The city’s IT department tops that list in overall savings with a budget of $180,950, down $13,300 from last year’s $192,500 operating budget. Staffing costs in the city clerk/treasurer’s office is down $8,082 from last year, with a 2021 operating budget of $158,276. Other department budgets showing reductions include the City Administrator’s Office ($3,432 in savings) and City Hall custodial and maintenance services ($2,229 savings). Another area of savings is the city’s Garbage Collection services ($22,468) and recycling ($20,593).
As for department’s reflecting increases in operating budgets, the City Building Inspector/Zoning office budget topped out at $120,965, up $2,460 from last year. The City Clerk’s office budget reflects a $1,770 increase from 2020 ($90,385) as well as Municipal Court costs ($1,501.)
During discussion last Tuesday night, 2nd District Alderman Steve Hass voiced opposition to the passage of the budget as presented, citing concerns with the hangars at Merrill Municipal Airport being partially funded by Tax Increment Financing (TIF) as well as concerns with borrowing associated with the city’s trash and recycling services.
According to City Administrator Dave Johnson, the city’s recycling services will switch to automated collection in mid-2021.
“This will afford staff resource efficiencies through automated trucks. This allows the shift of two employee positions to other priority functions, including city streets personnel for sidewalk and concrete work and a third parks laborer position.”
“The people of the eighth district say no,” added 8th District Alderman Steve Sabatke, who also dissented. “I represent the people of the eighth district and I am concerned for them. We’re approaching our debt limit, we are borrowing too much and I also believe some of our priorities are misplaced. ”Others standing opposed were 4th District Alderman Steve Osness and 6th District Alderman Mike Rick.
“I think we have done our due diligence,” Woellner stated, before casting the tie-breaker vote. “We have spent a lot of time talking about this, a lot of good points have been made to approve this, so I’ll vote yes.”
Johnson was seemingly pleased with the outcome of Tuesday’s meeting. “After numerous meetings to work through the budget I am pleased that we have successfully passed a 2021 budget,” he said.

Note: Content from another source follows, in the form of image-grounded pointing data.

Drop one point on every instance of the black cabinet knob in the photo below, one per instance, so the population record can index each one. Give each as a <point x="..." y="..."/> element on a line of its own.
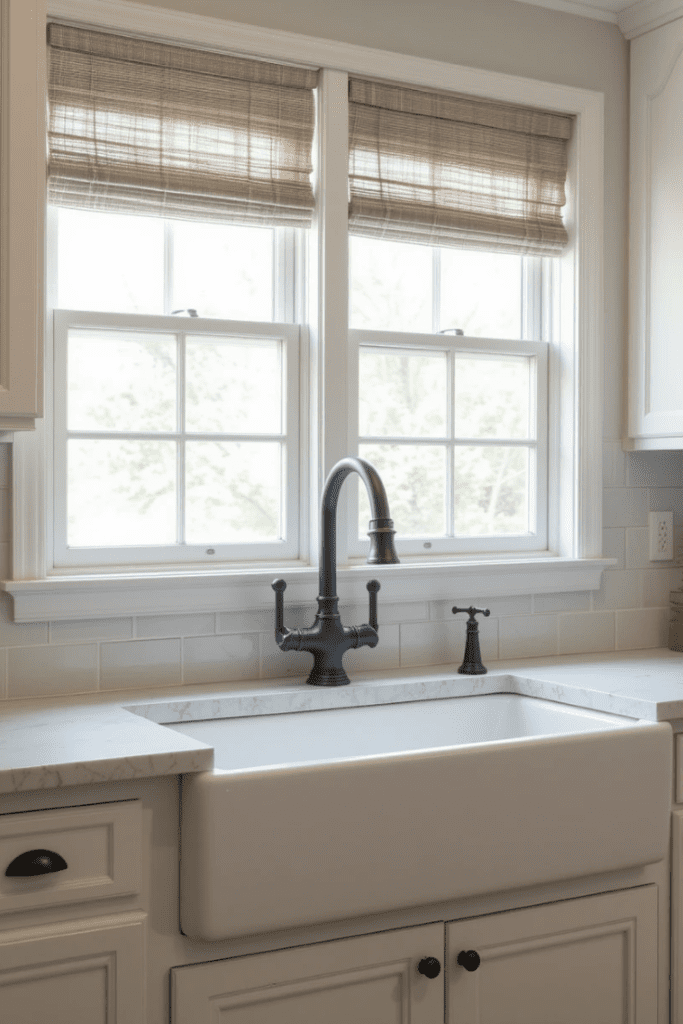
<point x="469" y="958"/>
<point x="36" y="862"/>
<point x="430" y="967"/>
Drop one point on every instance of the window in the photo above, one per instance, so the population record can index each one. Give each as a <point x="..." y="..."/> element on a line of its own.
<point x="453" y="417"/>
<point x="176" y="437"/>
<point x="328" y="380"/>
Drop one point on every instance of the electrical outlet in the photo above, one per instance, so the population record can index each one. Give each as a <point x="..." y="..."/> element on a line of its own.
<point x="662" y="537"/>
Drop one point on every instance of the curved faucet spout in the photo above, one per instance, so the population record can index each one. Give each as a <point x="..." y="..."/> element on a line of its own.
<point x="328" y="638"/>
<point x="381" y="531"/>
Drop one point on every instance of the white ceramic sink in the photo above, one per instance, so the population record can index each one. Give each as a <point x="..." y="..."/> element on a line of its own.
<point x="329" y="814"/>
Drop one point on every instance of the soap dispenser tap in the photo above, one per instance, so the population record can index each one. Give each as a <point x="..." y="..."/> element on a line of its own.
<point x="472" y="662"/>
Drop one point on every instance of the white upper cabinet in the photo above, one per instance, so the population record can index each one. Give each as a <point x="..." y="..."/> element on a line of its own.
<point x="655" y="358"/>
<point x="22" y="206"/>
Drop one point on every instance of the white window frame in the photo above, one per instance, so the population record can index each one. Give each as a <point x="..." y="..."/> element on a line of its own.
<point x="537" y="351"/>
<point x="284" y="550"/>
<point x="572" y="558"/>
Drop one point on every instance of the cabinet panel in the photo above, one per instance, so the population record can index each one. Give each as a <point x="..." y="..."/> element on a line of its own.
<point x="79" y="972"/>
<point x="655" y="318"/>
<point x="592" y="961"/>
<point x="372" y="979"/>
<point x="100" y="844"/>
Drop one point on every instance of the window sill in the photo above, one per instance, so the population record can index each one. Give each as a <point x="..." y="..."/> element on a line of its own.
<point x="108" y="596"/>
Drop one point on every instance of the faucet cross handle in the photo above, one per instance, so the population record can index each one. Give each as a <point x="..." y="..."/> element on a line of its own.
<point x="472" y="662"/>
<point x="472" y="611"/>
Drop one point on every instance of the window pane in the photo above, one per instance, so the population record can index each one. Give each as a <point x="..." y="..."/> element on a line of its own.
<point x="491" y="487"/>
<point x="222" y="270"/>
<point x="415" y="477"/>
<point x="481" y="293"/>
<point x="493" y="396"/>
<point x="390" y="286"/>
<point x="232" y="492"/>
<point x="235" y="385"/>
<point x="402" y="392"/>
<point x="121" y="380"/>
<point x="121" y="493"/>
<point x="110" y="263"/>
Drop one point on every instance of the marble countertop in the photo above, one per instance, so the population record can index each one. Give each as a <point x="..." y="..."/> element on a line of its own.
<point x="85" y="738"/>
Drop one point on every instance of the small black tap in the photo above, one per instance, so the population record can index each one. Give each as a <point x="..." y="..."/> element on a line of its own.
<point x="472" y="662"/>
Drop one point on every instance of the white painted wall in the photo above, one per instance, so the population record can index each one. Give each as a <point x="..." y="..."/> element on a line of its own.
<point x="630" y="610"/>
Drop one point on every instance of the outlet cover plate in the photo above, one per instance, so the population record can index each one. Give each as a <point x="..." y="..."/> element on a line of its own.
<point x="662" y="537"/>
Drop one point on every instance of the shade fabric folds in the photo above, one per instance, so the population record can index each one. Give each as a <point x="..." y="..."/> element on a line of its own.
<point x="443" y="169"/>
<point x="142" y="127"/>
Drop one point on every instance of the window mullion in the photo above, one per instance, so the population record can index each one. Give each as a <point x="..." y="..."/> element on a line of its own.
<point x="180" y="451"/>
<point x="531" y="325"/>
<point x="436" y="290"/>
<point x="450" y="476"/>
<point x="168" y="266"/>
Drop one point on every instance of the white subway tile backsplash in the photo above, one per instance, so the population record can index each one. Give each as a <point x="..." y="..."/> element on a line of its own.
<point x="40" y="671"/>
<point x="527" y="636"/>
<point x="625" y="507"/>
<point x="620" y="589"/>
<point x="586" y="632"/>
<point x="668" y="500"/>
<point x="79" y="631"/>
<point x="578" y="601"/>
<point x="613" y="465"/>
<point x="220" y="658"/>
<point x="657" y="584"/>
<point x="613" y="546"/>
<point x="653" y="469"/>
<point x="175" y="626"/>
<point x="638" y="629"/>
<point x="139" y="663"/>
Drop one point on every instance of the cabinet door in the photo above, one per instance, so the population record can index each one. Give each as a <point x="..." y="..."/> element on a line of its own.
<point x="589" y="961"/>
<point x="655" y="317"/>
<point x="79" y="972"/>
<point x="372" y="979"/>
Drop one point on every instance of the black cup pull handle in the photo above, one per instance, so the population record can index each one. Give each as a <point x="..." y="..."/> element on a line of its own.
<point x="430" y="967"/>
<point x="36" y="862"/>
<point x="469" y="958"/>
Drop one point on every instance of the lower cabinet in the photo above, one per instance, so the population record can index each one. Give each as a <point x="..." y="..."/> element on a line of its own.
<point x="591" y="961"/>
<point x="77" y="972"/>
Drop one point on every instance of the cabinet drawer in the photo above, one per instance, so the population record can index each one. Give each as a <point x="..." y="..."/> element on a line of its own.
<point x="100" y="844"/>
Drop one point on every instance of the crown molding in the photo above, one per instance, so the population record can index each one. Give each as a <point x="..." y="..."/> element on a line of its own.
<point x="648" y="14"/>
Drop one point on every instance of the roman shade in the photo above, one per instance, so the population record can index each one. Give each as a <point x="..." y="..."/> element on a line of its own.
<point x="142" y="127"/>
<point x="442" y="169"/>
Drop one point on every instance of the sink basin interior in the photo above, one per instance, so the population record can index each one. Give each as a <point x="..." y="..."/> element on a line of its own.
<point x="331" y="734"/>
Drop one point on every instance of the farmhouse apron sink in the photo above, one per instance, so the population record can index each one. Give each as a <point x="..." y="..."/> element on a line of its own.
<point x="328" y="814"/>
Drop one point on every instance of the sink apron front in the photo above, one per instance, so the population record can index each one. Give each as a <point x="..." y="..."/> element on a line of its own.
<point x="289" y="845"/>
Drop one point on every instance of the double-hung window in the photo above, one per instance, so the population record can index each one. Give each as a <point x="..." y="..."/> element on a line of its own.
<point x="181" y="192"/>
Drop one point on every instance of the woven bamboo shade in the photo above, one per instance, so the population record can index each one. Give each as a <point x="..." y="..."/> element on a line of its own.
<point x="442" y="169"/>
<point x="142" y="127"/>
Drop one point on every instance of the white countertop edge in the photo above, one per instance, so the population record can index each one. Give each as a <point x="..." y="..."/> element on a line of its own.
<point x="99" y="737"/>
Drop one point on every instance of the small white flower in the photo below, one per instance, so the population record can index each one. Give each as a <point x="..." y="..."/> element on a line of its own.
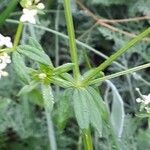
<point x="29" y="16"/>
<point x="5" y="41"/>
<point x="40" y="6"/>
<point x="3" y="73"/>
<point x="42" y="76"/>
<point x="144" y="99"/>
<point x="4" y="60"/>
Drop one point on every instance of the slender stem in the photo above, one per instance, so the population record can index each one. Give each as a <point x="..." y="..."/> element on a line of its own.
<point x="51" y="133"/>
<point x="10" y="7"/>
<point x="72" y="41"/>
<point x="66" y="37"/>
<point x="120" y="73"/>
<point x="87" y="139"/>
<point x="116" y="55"/>
<point x="18" y="35"/>
<point x="57" y="41"/>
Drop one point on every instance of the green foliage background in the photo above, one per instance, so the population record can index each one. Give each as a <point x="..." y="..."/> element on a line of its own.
<point x="22" y="120"/>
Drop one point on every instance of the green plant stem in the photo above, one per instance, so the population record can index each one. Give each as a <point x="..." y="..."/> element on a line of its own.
<point x="51" y="134"/>
<point x="87" y="139"/>
<point x="66" y="37"/>
<point x="116" y="55"/>
<point x="57" y="41"/>
<point x="10" y="7"/>
<point x="72" y="41"/>
<point x="18" y="35"/>
<point x="120" y="73"/>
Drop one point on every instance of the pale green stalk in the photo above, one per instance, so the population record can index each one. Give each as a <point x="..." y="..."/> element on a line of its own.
<point x="87" y="139"/>
<point x="77" y="41"/>
<point x="120" y="74"/>
<point x="18" y="35"/>
<point x="72" y="41"/>
<point x="116" y="55"/>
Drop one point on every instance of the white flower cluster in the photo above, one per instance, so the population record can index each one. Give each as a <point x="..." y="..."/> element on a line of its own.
<point x="144" y="100"/>
<point x="5" y="41"/>
<point x="4" y="57"/>
<point x="31" y="10"/>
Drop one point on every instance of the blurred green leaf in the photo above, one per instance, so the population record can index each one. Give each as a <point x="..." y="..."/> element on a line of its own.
<point x="20" y="67"/>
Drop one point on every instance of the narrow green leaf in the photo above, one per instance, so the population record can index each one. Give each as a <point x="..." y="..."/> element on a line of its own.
<point x="99" y="102"/>
<point x="117" y="111"/>
<point x="95" y="115"/>
<point x="64" y="68"/>
<point x="66" y="76"/>
<point x="28" y="88"/>
<point x="20" y="67"/>
<point x="61" y="82"/>
<point x="34" y="54"/>
<point x="47" y="97"/>
<point x="81" y="108"/>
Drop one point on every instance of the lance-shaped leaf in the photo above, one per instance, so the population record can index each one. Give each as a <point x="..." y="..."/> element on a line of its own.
<point x="20" y="67"/>
<point x="81" y="108"/>
<point x="117" y="111"/>
<point x="28" y="88"/>
<point x="63" y="68"/>
<point x="99" y="102"/>
<point x="61" y="82"/>
<point x="34" y="54"/>
<point x="47" y="97"/>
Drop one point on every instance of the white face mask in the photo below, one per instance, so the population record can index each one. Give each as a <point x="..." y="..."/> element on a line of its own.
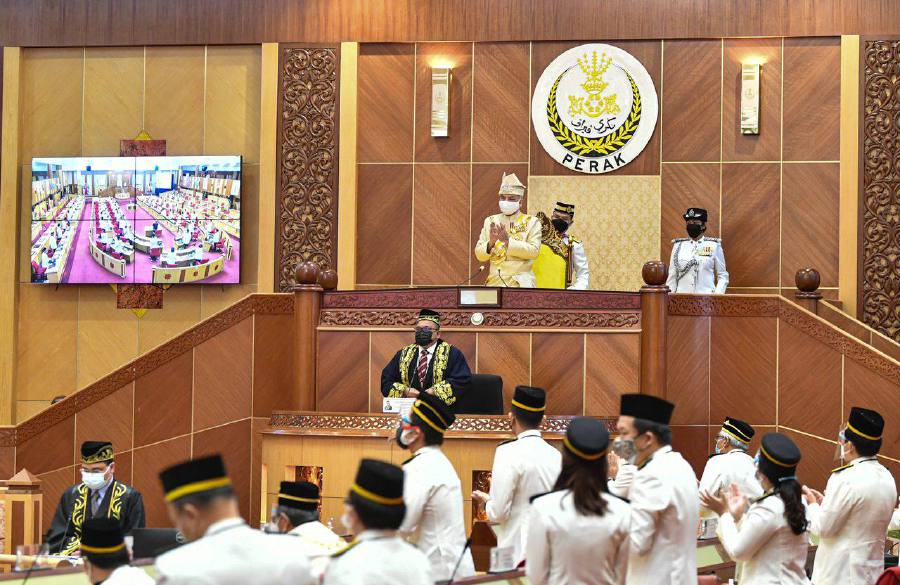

“I am disappointed that after crafting a 2021 City budget with no increase for Merrill property owners the Mayor was forced to break a 4-4 tie vote to pass the budget. Any increase in property taxes will not be coming from the city but rather from the county, MAPS, or NTC, over which the city has no control. I disagree with an Alderman’s statement that ‘some of our priorities are misplaced,’ Our priorities are where they need to be, that is providing quality services, economic development and redevelopment, and investing in infrastructure.”